Reporters set up cameras outside Madison Square Garden and shoot live into breakfast shows back in the UK. Bunce stays up all night to talk boxing to countless outlets.
Hearn goes back to his hotel and cannot sleep all night, while Joshua and his team return to the Manhattan house they have rented.
He stays in there for the next three days.
"You're either in the house or it's mental outside," recalls manager Cunningham. "You're kind of stuck. You had the house to kind of process it all.
"But the people who have always been there were there. It was deflating but there was a feeling like nothing changes, so how do we help?"
Highlights play out on US breakfast shows. The chubby man beat the Adonis. This was a tale to inspire those who have never even watched boxing. Joshua, on his US debut, had been laid bare - and it was brutal.

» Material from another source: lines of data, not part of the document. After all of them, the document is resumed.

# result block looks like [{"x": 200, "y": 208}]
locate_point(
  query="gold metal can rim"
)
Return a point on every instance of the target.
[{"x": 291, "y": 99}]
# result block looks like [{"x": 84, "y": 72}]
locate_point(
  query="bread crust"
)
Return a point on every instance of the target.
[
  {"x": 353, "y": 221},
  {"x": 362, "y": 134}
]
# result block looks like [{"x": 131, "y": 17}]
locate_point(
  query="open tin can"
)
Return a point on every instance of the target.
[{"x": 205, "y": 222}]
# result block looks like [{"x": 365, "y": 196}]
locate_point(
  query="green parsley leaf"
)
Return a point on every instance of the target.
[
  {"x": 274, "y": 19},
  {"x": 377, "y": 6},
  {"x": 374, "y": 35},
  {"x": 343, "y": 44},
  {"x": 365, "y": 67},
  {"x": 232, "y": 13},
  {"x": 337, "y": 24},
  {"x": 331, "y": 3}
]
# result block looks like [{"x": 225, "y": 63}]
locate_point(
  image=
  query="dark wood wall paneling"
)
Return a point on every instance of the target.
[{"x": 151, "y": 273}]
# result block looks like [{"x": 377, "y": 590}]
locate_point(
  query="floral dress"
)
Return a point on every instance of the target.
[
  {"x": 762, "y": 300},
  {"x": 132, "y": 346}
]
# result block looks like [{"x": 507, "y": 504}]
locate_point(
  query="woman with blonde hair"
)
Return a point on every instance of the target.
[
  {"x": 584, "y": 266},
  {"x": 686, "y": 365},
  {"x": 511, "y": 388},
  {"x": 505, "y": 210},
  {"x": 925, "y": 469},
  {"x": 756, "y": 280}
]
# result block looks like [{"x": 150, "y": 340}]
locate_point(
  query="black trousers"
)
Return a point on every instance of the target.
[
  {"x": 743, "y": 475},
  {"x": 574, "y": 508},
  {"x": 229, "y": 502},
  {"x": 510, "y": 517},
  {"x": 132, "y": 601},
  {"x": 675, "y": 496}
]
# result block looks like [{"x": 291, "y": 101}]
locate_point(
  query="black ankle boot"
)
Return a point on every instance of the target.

"I remember seeing him maybe two weeks after and you could tell he wasn't in a good place," adds Hearn.
"It took him a long while to get in a good frame of mind but we made our decision on a rematch quickly."
As Ruiz, Mexico's first heavyweight world champion, met the country's president and appeared on late-night US talk shows, those on the opposite side were beginning to feel the pain.
"I didn't realise how hard it hit me mentally, emotionally and even physically," says Hearn.
"The week after I had a Gennady Golovkin fight week, then I had my 40th birthday in Ibiza with friends and was still gutted. A week after that I felt utterly drained, run down and mentally low."
Ruiz, as he did throughout the biggest fight week of his life, was still smiling as he paraded on the back of a convertible Rolls Royce through his city of residence in California.
Weeks earlier he had stood on that New York roof-top in baggy jeans, trainers and an ill-fitting blazer, with his hands in his pockets and the air of a man who was simply grateful to be asked questions.
He was not treated like a champion. He did not look like a champion. And yet, six days on - despite a widespread lack of belief - he was one.
He had the night of his life. It was one the sporting world will never forget.